I heard a review of Low’s latest album on the radio last week. At first I thought it was a new band with a similar name, but the reviewer’s reference to their Duluth roots triggered a flood of flashbacks. Was this the Low of 1994?

Before a phony sheen of sophistication overtook my sense of taste, I listened to lots of new bands, none in flannel plaid, but lots of new bands. That summer, I was slowly crawling into a post-Pink Floyd era, splitting my time between Willie Dixon, Dark Side of the Moon and the Wallflowers’ early riffs. Riveted by slow grooves that fueled - or played off - imaginative inhalations, I was continually drawn to purveyors of deep mellowness from new aspirants like Mazzy Star to the reliable Lou Reed.

One night in during the summer of 1994, while sitting on the roof of Rappel’s home, he played for me a new record he had just found. There was nothing slower, nor more subtle. Their voices sounded almost angelic, yet still so garage. Perfect for a quiet summer night outdoors. The first song on the record, Words, opens with a lethargic, naked bass line and builds up to the haunting chorus, “I can still hear them laughing…”

I quickly went to find this band’s record and was pleased to discover their sparse debut album slotted right behind Lou Reed at the record store. I bought Low’s I Could Live In Hope and quickly handed it to my mom, who was waiting in the car (as I was quite precocious then, I needed her to approve all my purchases…just kidding). She glanced over the album cover, which features an emaciated child scribbling at a desk in a barren room.

She reacted quickly with a spark, “Oh, that’s so sweet of you!” she exclaimed.
“What?”
“It is so touching of you to support them,” she paused, perplexing me further. “This is the album to benefit the children refugees from the war in Bosnia!”
“No, mom. No, it can’t be. It’s this slow-rock trio… I think they’re from Minnesota. I heard it at Rappel’s house,” I retorted, almost angrily.
“Oh, you don’t have to be embarrassed. I think it is so thoughtful of you to support the refugee efforts. I saw this advertised on t.v –“

Later that day I listened to the album on my goofy, over-sized headphones and looked through the slim liner notes, which only contained a picture of the band’s shoes and an exhortation to listeners, “We encourage correspondence!” So I did the unthinkable: I wrote them a hand-written note to share my mom’s amusing, confounding observations about their album cover and ask when they were playing in the area.
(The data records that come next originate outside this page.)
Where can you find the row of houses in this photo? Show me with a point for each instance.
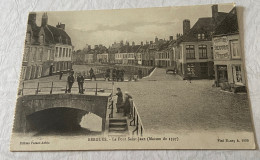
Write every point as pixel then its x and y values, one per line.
pixel 210 49
pixel 48 49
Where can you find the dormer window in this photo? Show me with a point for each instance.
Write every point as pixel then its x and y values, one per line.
pixel 201 36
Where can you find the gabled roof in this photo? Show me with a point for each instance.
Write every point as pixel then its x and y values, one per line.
pixel 53 35
pixel 204 25
pixel 229 25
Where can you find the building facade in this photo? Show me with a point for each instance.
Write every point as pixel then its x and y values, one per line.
pixel 43 46
pixel 228 59
pixel 194 49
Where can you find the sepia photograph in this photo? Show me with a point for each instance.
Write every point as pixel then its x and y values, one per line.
pixel 129 79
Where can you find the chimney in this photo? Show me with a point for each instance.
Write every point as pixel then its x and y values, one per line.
pixel 156 39
pixel 171 38
pixel 44 19
pixel 61 26
pixel 32 18
pixel 186 26
pixel 214 9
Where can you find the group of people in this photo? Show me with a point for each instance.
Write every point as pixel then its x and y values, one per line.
pixel 71 79
pixel 80 80
pixel 121 104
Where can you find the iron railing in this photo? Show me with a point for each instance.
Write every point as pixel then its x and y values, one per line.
pixel 136 121
pixel 50 86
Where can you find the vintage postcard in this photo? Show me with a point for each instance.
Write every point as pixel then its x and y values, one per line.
pixel 151 78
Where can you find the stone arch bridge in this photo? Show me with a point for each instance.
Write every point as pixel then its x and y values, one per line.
pixel 28 104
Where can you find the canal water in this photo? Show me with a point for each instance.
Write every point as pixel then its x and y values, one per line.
pixel 65 122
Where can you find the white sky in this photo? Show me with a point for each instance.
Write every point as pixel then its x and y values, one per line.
pixel 106 26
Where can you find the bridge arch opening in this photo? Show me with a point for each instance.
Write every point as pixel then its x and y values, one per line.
pixel 63 121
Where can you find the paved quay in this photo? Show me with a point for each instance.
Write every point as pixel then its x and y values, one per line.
pixel 167 104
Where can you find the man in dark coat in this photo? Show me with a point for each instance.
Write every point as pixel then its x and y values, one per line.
pixel 119 102
pixel 61 73
pixel 92 74
pixel 70 82
pixel 127 105
pixel 80 80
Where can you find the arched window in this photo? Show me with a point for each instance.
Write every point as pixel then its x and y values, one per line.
pixel 41 39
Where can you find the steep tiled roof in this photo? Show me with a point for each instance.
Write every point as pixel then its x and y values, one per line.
pixel 229 25
pixel 204 26
pixel 53 34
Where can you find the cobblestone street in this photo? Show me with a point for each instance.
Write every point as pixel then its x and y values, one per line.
pixel 167 104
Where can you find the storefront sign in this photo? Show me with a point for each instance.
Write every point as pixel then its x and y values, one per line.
pixel 221 48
To my great shock, I received a response - written in all capital letters - within two weeks. They said they laughed a lot at the interpretation of the photo and that they would like to meet me at a show nearby happening later that month. Rappel wasn’t free on the night of their gig, so I took another friend, Knorps, who had never heard Low’s album but was curious. They were playing at the Empty Bottle, which was then situated on a desolate block on the edge of Chicago’s Cabrini Green public housing complex (since then, most of Cabrini Green has been torn down).
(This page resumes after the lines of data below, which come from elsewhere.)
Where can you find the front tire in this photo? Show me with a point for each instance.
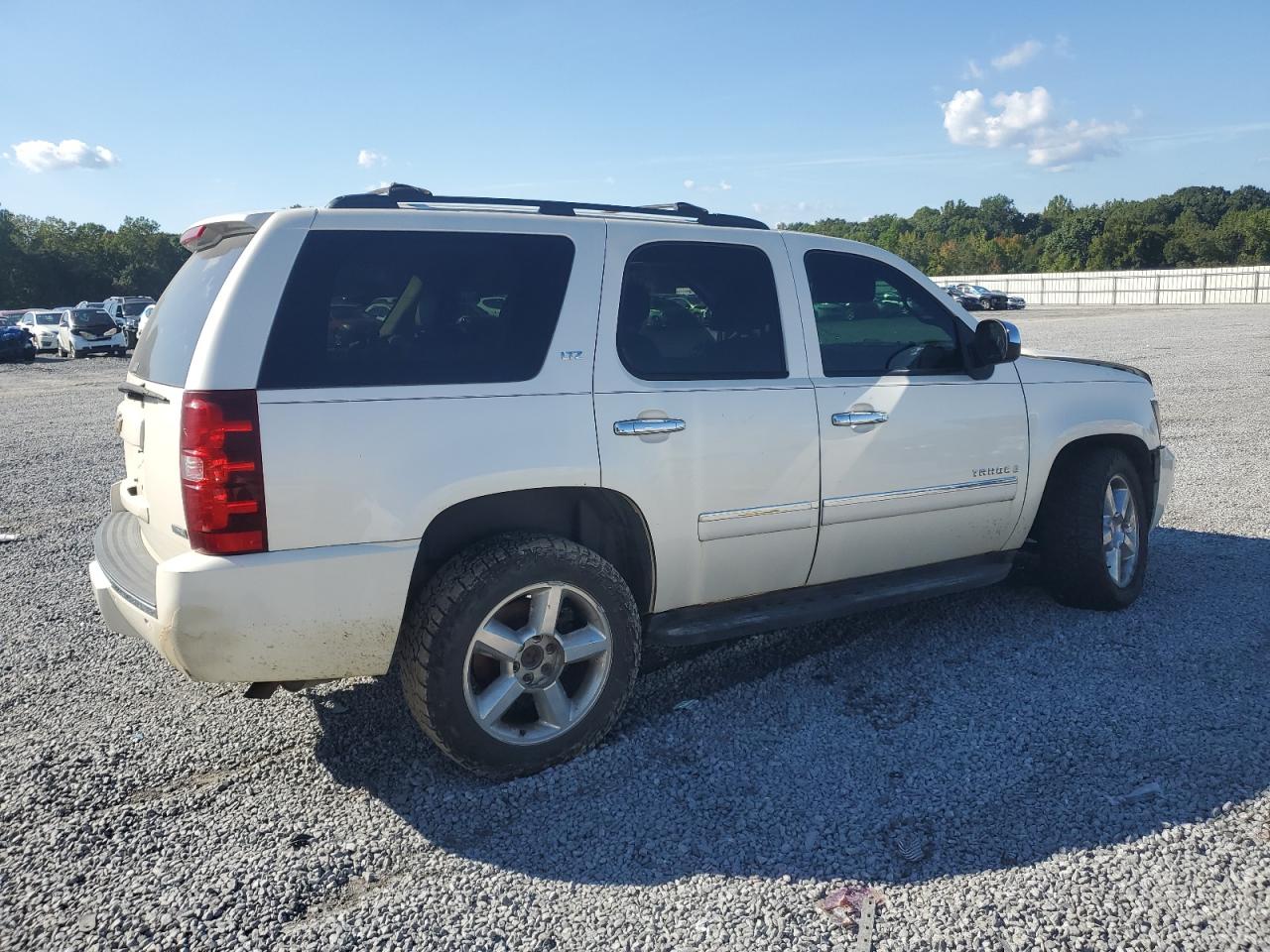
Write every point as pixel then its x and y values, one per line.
pixel 520 653
pixel 1093 525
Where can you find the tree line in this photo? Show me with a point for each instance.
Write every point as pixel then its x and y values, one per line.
pixel 49 262
pixel 1196 226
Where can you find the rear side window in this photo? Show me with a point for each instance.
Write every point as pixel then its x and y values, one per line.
pixel 874 320
pixel 370 308
pixel 699 311
pixel 167 347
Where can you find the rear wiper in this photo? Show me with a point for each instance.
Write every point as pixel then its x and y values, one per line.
pixel 134 393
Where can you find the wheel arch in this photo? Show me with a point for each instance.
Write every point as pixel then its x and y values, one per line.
pixel 602 520
pixel 1134 447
With my name on the guest list, Knorps was impressed – until the music started. He had never heard anything so slow and couldn’t understand why everyone sat down on the dirty floor of the bar to look up with frozen fixation. I told him they were on acid and were covering early Motley Crue numbers, albeit a bit off tempo. The choral vocal harmonies, clean guitars and jazz-brush drums of Al, Mimi and John waltzed us through their orchestral set of northern Minnesota classics, such as, You Are My Sunshine. Their music was beautifully sad, not profoundly epigrammatic, nor with the maudlin, self-serving suicide-pity that bored me about too many bands in those Cobain days.
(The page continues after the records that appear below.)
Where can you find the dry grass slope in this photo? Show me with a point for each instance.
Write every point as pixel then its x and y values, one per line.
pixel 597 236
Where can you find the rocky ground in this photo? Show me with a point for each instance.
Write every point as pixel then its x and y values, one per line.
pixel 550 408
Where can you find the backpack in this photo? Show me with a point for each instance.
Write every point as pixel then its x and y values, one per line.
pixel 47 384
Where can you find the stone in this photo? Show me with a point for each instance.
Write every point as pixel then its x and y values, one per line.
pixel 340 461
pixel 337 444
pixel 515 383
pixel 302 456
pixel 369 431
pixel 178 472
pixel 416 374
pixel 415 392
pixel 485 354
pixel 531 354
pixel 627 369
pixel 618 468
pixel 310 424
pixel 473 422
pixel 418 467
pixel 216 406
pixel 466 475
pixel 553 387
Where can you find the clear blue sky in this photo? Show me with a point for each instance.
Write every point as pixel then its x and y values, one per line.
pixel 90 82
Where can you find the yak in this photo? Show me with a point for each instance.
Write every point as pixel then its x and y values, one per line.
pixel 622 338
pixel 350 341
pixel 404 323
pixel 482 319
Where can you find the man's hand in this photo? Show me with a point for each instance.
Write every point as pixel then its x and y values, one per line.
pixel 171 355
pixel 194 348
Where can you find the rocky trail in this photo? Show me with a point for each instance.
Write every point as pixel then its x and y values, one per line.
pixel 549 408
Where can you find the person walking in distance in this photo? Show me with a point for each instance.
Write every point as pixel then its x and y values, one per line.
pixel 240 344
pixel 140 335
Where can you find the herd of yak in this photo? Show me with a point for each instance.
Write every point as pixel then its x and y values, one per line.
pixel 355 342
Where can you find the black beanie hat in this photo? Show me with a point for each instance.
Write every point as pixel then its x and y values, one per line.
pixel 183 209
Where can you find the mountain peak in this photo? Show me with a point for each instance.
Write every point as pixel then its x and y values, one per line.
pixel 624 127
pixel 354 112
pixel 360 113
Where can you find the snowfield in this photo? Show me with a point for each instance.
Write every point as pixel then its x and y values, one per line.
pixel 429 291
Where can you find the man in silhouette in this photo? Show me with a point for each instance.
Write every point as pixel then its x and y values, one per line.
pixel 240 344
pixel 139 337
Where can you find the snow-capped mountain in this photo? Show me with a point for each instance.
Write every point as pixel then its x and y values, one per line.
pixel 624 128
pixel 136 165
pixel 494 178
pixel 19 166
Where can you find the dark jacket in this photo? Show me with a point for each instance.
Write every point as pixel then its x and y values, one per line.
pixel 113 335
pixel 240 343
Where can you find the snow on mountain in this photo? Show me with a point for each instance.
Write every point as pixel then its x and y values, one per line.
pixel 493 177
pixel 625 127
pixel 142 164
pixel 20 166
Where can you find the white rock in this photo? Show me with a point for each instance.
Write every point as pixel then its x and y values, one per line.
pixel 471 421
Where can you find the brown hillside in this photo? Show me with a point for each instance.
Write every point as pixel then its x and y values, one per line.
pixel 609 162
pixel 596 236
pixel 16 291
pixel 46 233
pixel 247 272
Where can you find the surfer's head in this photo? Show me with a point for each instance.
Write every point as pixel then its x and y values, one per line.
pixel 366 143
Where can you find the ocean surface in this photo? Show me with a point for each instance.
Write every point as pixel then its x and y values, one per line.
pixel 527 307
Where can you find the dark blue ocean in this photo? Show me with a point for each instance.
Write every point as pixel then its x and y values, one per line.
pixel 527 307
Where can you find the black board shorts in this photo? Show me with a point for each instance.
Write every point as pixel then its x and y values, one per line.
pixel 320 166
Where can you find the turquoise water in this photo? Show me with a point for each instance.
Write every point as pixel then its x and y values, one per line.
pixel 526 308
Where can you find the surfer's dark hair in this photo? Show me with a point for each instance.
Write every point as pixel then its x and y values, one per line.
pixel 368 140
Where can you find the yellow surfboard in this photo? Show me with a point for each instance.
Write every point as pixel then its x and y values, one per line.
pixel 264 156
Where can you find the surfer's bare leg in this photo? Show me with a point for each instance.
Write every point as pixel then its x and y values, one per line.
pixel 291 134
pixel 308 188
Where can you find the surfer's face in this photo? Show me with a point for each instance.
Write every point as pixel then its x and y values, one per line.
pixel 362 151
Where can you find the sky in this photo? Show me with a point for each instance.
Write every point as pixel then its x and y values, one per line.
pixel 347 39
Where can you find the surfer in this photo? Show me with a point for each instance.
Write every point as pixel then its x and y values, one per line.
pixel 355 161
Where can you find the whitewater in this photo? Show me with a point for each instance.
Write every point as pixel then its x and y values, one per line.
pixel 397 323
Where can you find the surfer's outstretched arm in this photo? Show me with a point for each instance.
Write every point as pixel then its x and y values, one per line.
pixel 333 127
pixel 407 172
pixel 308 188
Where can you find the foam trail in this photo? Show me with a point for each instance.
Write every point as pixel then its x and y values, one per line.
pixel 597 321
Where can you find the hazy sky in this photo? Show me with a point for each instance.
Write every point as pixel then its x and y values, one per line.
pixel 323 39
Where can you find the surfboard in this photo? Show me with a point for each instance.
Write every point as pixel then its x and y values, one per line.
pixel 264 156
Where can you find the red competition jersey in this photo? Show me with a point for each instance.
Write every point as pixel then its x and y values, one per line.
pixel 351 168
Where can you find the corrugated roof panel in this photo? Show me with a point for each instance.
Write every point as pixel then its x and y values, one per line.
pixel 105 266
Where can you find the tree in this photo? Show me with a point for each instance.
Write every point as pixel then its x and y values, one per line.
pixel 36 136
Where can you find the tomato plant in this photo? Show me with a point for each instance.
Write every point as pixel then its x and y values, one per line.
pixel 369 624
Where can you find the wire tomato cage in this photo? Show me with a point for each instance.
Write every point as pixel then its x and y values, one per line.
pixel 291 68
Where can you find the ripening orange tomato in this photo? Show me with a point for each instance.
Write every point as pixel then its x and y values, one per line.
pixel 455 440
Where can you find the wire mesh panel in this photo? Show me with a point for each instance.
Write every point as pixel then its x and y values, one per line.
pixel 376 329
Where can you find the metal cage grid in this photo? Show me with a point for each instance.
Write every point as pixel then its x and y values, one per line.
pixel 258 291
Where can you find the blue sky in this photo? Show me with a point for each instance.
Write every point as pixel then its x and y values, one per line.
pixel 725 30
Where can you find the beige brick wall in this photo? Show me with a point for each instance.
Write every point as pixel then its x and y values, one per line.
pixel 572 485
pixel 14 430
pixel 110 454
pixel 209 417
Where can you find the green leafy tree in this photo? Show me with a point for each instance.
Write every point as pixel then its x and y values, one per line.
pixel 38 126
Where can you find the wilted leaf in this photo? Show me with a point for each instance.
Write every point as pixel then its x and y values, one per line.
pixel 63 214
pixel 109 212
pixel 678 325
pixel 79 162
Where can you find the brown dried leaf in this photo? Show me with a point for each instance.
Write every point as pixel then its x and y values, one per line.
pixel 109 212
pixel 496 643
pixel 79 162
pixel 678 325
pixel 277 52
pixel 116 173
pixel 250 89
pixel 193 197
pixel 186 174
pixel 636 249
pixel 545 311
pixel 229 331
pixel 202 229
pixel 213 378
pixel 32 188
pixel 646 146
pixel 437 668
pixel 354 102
After they finished, we chatted with the band briefly and left the bar, our pulses drained by their agonizingly sluggish pace of their set. The symphony leaves me exhilarated and massage parlor wave music puts me to sleep, but Low’s slow groove had a unique impact that night: they smoothed out the edges and put a Midwestern face to the bombing of Bosnia. Somehow that show stands out amidst so many great music nights I’ve enjoyed since: meeting the Counting Crows in Boston just as their trajectory began, seeing the Samples do their tenth anniversary show at the Wetlands all acoustic because the power went out, or savoring the sweat in front row seats at a stunning Cinderella concert two years ago – and leaving with one of Tom Keifer’s precious guitar picks….all those shows are memorable, but I attended none clutching a hand-written invitation from the band.

Since that night, Low has released seven more albums, including their most recent, The Great Destroyer. What will Mom think of this album cover?